Project title: CRIS&S (Codes in the Rank metric, Information Security & Storage)
Host Institution: Eindhoven University of Technology (TU/e)
Host Supervisor: Prof. Alberto Ravagnani
Co-host Institution: École Polytechnique (L’X)
Co-host Supervisor: Prof. Alain Couvreur
Information security and data integrity are, and will continue to be, some of the greatest challenges of the modern world. Strategies that have been recently proposed to guarantee these are based on error-correcting codes, and in particular on rank-metric codes. Having access to a large variety of rank-metric codes with different properties is crucial for the aforementioned strategies to be implemented and made robust. Quantum computing is a rapidly-emerging technology that uses quantum mechanics to solve problems too complex for classical computers. To build and operate quantum computers we must rise to the challenge of protecting quantum information from errors that occur due to quantum noise and interference from the environment.
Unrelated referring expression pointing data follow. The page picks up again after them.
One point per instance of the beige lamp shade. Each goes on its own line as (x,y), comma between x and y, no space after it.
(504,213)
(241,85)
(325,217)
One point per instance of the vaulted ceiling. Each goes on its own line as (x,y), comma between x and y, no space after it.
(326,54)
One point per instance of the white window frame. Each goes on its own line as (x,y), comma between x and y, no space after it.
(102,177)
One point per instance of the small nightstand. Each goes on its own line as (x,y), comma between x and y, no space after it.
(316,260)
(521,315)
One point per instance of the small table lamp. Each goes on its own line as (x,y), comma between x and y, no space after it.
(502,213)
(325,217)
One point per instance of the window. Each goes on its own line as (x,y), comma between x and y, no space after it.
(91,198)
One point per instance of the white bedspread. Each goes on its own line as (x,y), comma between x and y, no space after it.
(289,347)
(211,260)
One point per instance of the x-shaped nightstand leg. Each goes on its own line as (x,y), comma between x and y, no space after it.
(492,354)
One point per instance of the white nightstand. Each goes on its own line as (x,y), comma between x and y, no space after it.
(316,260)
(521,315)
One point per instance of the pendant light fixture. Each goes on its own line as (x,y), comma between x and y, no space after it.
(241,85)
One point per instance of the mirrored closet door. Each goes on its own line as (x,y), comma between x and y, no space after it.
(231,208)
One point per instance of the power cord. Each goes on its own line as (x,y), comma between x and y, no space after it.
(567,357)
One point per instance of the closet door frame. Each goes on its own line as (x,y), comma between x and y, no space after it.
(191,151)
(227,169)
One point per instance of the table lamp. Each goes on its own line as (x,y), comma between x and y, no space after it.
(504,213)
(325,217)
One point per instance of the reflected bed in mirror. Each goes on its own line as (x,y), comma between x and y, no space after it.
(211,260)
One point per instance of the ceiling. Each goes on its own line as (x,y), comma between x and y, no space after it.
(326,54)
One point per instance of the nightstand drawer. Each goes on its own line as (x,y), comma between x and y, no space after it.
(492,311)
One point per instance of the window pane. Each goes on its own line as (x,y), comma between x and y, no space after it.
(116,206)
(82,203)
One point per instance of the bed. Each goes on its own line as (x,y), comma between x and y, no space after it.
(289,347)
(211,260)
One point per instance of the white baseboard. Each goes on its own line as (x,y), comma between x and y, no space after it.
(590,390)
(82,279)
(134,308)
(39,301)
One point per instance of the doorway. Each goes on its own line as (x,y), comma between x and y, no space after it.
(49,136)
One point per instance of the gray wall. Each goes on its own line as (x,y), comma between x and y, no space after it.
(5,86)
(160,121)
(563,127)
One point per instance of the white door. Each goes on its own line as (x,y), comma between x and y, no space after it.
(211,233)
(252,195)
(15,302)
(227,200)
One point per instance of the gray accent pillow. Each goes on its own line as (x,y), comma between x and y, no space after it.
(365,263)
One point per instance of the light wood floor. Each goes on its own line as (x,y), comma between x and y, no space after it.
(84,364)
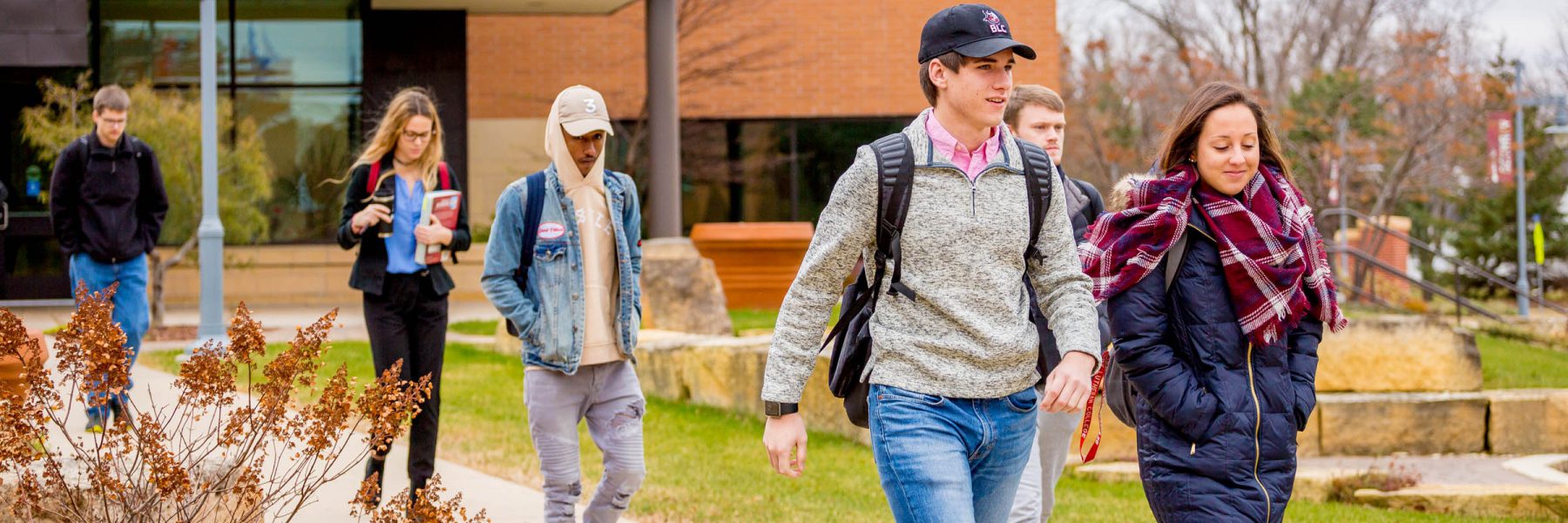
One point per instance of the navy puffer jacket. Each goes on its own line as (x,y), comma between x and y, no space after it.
(1217,419)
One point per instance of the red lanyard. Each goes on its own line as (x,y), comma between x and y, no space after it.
(1089,411)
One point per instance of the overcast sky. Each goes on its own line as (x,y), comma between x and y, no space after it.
(1528,29)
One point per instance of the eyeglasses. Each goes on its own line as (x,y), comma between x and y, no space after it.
(411,135)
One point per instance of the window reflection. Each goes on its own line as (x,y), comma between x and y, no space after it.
(309,139)
(295,72)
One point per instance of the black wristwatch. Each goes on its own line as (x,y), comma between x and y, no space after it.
(775,409)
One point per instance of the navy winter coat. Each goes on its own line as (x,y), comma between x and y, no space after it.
(1217,418)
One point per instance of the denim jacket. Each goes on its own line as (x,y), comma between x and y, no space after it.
(549,313)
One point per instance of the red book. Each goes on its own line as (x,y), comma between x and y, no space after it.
(441,206)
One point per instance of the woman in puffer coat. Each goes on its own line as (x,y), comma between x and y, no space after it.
(1225,357)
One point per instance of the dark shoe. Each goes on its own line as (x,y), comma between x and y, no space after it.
(376,467)
(415,491)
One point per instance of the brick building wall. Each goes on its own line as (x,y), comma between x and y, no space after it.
(801,58)
(809,58)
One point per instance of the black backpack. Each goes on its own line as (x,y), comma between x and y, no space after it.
(1119,390)
(850,338)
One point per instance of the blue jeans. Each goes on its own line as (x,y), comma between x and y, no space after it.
(131,309)
(949,459)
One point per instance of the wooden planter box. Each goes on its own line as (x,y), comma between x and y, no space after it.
(754,262)
(11,368)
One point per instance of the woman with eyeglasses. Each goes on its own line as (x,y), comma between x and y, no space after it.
(405,301)
(1219,293)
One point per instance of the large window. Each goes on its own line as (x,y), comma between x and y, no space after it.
(760,170)
(290,66)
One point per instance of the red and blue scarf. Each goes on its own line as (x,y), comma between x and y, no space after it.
(1272,255)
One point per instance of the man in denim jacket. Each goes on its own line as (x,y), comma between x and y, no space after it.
(578,313)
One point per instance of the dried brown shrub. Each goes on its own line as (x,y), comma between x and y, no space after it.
(215,454)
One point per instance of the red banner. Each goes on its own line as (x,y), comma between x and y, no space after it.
(1499,146)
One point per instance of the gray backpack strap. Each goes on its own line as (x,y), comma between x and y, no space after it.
(1173,258)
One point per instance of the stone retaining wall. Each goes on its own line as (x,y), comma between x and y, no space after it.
(727,372)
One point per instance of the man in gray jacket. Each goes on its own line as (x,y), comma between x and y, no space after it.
(952,403)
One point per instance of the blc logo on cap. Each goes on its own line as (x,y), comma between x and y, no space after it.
(995,21)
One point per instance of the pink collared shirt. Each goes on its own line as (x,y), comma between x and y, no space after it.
(971,162)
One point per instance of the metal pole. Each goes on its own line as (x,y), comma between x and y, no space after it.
(1344,217)
(664,119)
(1523,293)
(211,231)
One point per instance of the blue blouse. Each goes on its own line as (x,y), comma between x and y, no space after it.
(405,215)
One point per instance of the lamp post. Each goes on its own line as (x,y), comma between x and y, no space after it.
(1559,135)
(211,231)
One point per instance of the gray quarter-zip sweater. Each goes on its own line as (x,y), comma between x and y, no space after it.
(968,332)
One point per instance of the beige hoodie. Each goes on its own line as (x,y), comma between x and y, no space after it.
(591,206)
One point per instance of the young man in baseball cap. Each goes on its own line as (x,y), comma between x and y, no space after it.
(578,313)
(952,366)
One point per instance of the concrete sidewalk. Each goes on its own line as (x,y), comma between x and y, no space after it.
(502,499)
(274,317)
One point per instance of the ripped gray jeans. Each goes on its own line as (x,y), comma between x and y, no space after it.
(612,399)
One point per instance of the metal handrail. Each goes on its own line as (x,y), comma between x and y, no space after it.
(1424,285)
(1457,262)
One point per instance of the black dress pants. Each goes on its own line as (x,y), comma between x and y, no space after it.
(408,323)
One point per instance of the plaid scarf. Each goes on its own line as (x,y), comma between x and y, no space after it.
(1270,250)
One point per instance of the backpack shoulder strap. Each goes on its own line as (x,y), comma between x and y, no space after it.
(1173,258)
(532,207)
(1037,166)
(1081,189)
(375,174)
(894,180)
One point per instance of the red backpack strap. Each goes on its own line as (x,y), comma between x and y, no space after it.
(375,174)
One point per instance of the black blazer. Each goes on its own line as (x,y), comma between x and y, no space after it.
(370,266)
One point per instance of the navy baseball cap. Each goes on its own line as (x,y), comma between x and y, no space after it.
(972,31)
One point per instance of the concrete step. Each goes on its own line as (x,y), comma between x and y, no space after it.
(1473,486)
(1474,499)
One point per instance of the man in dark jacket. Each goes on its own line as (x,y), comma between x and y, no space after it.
(107,205)
(1038,115)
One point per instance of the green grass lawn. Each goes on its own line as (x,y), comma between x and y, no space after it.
(707,464)
(1509,363)
(753,319)
(474,327)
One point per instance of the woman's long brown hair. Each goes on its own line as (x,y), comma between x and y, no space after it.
(1181,140)
(405,105)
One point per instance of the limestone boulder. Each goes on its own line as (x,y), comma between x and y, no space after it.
(1528,421)
(727,372)
(681,289)
(1399,357)
(1416,423)
(1497,501)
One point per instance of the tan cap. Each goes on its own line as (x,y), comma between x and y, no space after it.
(582,111)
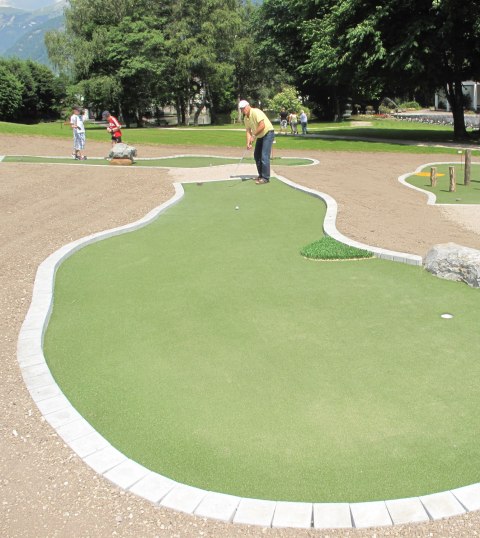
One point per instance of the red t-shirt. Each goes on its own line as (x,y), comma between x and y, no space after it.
(113,124)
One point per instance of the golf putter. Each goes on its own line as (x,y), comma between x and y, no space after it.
(239,163)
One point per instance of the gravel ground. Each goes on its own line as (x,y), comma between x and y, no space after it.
(45,489)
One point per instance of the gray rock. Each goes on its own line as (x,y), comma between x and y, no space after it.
(122,151)
(454,262)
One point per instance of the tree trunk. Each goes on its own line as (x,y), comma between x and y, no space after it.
(456,100)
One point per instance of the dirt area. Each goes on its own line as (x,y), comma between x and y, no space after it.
(45,489)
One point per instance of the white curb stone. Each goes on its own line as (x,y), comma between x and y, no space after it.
(370,514)
(88,444)
(255,512)
(292,514)
(407,511)
(75,430)
(440,505)
(105,459)
(153,487)
(50,405)
(183,498)
(332,516)
(218,506)
(469,496)
(126,474)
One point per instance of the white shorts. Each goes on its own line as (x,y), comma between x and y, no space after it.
(78,140)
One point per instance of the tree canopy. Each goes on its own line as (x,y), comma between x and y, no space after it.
(367,48)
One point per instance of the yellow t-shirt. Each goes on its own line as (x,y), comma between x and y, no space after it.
(256,116)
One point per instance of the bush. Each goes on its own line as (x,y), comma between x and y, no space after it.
(328,248)
(410,105)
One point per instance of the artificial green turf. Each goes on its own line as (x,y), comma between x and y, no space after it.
(170,162)
(204,347)
(463,195)
(221,136)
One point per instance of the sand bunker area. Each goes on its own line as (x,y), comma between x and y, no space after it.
(46,490)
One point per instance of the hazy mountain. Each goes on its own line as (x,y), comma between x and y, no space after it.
(27,5)
(22,32)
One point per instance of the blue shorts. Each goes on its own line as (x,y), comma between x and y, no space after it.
(78,140)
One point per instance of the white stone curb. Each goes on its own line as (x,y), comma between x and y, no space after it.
(431,197)
(330,228)
(127,474)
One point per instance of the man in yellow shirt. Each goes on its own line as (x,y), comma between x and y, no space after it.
(260,130)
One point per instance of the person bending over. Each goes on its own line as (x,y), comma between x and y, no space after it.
(259,130)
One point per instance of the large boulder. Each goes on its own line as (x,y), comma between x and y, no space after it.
(454,262)
(122,151)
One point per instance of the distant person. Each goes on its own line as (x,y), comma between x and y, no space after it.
(303,122)
(283,121)
(294,122)
(114,127)
(259,129)
(76,123)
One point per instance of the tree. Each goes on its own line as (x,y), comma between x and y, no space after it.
(10,94)
(362,47)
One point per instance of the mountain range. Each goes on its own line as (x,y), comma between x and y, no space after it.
(22,32)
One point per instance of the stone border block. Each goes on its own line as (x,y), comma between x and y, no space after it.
(440,505)
(469,496)
(293,514)
(409,510)
(255,512)
(153,487)
(218,506)
(183,498)
(332,516)
(370,514)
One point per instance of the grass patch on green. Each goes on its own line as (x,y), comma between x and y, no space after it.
(463,195)
(168,162)
(234,136)
(204,347)
(328,248)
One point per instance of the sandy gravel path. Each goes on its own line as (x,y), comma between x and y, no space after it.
(45,490)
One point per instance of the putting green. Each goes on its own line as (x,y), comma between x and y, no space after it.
(463,194)
(184,161)
(206,348)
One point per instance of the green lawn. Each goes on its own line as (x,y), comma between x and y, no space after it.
(205,347)
(463,194)
(170,162)
(233,136)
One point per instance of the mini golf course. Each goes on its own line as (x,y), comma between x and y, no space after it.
(463,195)
(181,161)
(206,348)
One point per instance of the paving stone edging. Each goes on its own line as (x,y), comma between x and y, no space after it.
(127,474)
(431,197)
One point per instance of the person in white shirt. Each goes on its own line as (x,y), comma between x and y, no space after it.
(76,123)
(303,121)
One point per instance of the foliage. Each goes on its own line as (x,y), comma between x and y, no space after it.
(288,99)
(360,49)
(328,248)
(10,94)
(31,92)
(136,56)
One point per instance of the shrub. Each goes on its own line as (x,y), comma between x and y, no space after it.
(328,248)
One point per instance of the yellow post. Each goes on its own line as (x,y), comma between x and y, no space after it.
(453,184)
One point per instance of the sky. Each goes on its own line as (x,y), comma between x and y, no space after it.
(27,5)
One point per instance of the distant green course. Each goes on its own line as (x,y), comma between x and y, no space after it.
(205,347)
(184,161)
(376,135)
(463,195)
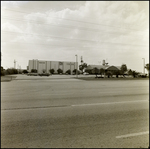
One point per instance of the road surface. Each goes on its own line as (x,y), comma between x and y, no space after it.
(66,113)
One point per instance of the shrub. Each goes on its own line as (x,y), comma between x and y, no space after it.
(11,71)
(33,70)
(25,71)
(2,71)
(74,71)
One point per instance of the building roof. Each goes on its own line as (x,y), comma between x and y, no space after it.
(89,67)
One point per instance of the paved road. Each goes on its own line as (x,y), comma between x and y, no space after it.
(62,113)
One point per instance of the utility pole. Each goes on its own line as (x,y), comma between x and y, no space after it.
(76,65)
(144,65)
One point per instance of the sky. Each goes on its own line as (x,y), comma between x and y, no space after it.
(114,31)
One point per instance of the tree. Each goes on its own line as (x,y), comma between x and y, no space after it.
(95,71)
(44,71)
(59,71)
(123,69)
(116,72)
(25,71)
(82,67)
(147,67)
(75,70)
(102,71)
(2,71)
(109,73)
(68,71)
(33,70)
(52,71)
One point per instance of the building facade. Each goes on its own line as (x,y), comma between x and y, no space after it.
(41,65)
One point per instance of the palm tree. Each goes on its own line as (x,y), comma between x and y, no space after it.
(95,71)
(147,67)
(123,69)
(102,71)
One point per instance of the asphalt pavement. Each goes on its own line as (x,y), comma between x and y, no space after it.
(72,113)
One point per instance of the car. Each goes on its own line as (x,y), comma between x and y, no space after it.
(32,74)
(142,75)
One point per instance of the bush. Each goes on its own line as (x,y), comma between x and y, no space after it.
(59,71)
(10,71)
(33,70)
(68,71)
(25,71)
(52,71)
(2,71)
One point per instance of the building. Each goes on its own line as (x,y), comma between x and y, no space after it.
(41,65)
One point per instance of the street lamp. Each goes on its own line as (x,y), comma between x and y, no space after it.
(76,65)
(144,65)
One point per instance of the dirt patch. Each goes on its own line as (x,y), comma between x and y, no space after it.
(7,78)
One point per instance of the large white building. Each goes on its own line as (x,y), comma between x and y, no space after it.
(41,65)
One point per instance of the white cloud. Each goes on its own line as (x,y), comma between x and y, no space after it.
(109,23)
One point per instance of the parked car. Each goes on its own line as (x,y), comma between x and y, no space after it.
(32,74)
(86,73)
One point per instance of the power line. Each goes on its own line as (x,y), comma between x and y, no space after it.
(75,46)
(78,21)
(66,26)
(73,38)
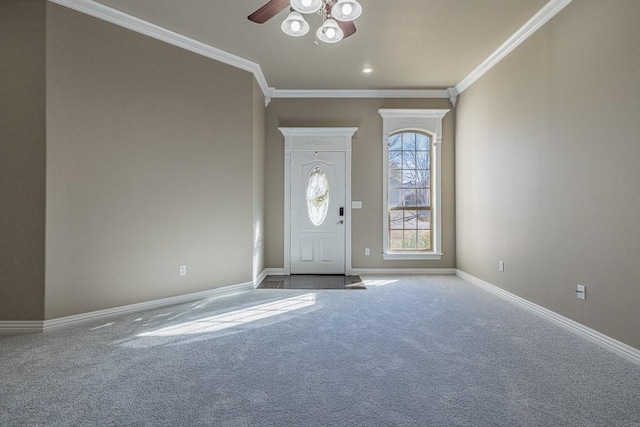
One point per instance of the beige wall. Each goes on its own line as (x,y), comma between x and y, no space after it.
(22,158)
(366,173)
(258,180)
(149,151)
(548,168)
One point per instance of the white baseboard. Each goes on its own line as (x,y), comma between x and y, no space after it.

These emerging applications raise new challenges in coding theory and provide an incentive to anticipate future issues by generating new research in coding theory and related topics. The goal of this project is twofold: to apply sophisticated methods from algebraic geometry to construct new families of classical codes in the rank metric for post-quantum cryptography, and to study and conceive families of error-correcting quantum codes.
Concerning the main goal, I introduced the first algebraic geometry construction of codes in the sum-rank metric, which I called linearized Algebraic Geometry codes (have a look here https://arxiv.org/abs/2303.08903). I also made progress on the theory behind the computation of Riemann-Roch spaces, a tool that is central to the implementation of algebraic geometry codes. In particular, I proposed a new autonomous and elementary proof of the Brill–Noether method for computing Riemann-Roch spaces (have a look here https://arxiv.org/abs/2208.12725).
Currently, I am focusing on the second goal, by studying the structural properties of quantum codes. Notably, I proved some density results on the existence of quantum codes, as long as some crucial bounds on the parameters of particular families of quantum codes.